Bu haftaki bölüm resmen sağ gösterip sol çaktı yalnız
Merhaba değerli Gerçek Kesit tutkunları. Bu hafta da yine taşlı sopalı kavgaya anadan üryan girmiş gibi dayak atan bir bölümle karşınızdayız. Bölümümüzün adı AĞIR BEDEL ve emin olun size sağ gösterip sol çakacak. Başlayalım…
Bu birbirine deli gibi aşık çift bir hata yapıp medeni kanunla hayatlarını birleştirmişler. Adamın adı İhsan. Daha önce Libidolu Selma olarak karşımıza çıkan hanımefendi bu kez Azgın Meral olarak huzurlarımızda ve inanın Selma bunun yanında cennetten düşmüş bir bal tanesi.
Hüseyin karısına “Bana bağırma” dedikten sonra “Kafan anca alıyo, defol git kahveye de kafamı dinleyeyim” diyerek evden kovuluyor. Bakın burada bıyıkları kaderinden de sarı bir efsane var. İhsan diye tabir edeceğimiz bu tutku bombası Libya'dan yeni geldi.
Kocasını evden kovan Meral, arkadaşı Fatma'ya “Bıktım bu adamdan. Bunun yeni modelleri çıkmış: Hüseyin 8S Plus, onlardan alacam ben” diyo. Fatma şoklar içerisinde kalırken Meral sürtünme kuvvetini daha da artırıp “Niye tahammül edeyim ki? Dünyada tek erkek o mu?” diyor. Kız sen bizim başımıza iş açacan Meral, belli oldu…
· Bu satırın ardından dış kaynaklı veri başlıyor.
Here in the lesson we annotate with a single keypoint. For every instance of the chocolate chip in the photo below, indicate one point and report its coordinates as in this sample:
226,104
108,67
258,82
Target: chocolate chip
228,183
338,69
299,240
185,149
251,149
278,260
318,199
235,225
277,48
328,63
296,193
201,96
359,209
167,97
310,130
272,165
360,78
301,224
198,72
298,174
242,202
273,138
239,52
Bu arada Hüseyin salağı, İhsan'ın Libya'ya işçi gönderdiğini duyunca zengin olacağını düşünüp eve yemeğe çağırıyor ve durumu karısına açıyor. Meral yemek boyunca sinameki suratıyla oturuyor ve İhsan'a beyin gücüyle “Sittirgit lan bu evden” diyor.
Mal Hüseyin “Neden kötü davrandın adama? Çok ayıp ettin!” diyo. Meral'in en büyük özelliği dobra oluşu; öyle de bi kadın biliyor musunuz. Aslan be! “Sen bir gerizekalısın Hüseyin, artık bunu kabul et. Bu adam dolandırıcı. Çekil şurdan üstüne bascam şimdi…” diyor
Ertesi gün Meral, arkadaşı Fatma'ya dün gece yaşanan bok gibi yemek organizasyonunu anlatıyor ve ne diyor biliyor musunuz? “Dolandırıcı ama çok hoş adam be :)” Arkadaşlar, kimse Sarı Bıyık'a karşı koyamaz bak görüyorsunuz işte. Adam yürüyen testosteron ve cazibe merkezi adeta!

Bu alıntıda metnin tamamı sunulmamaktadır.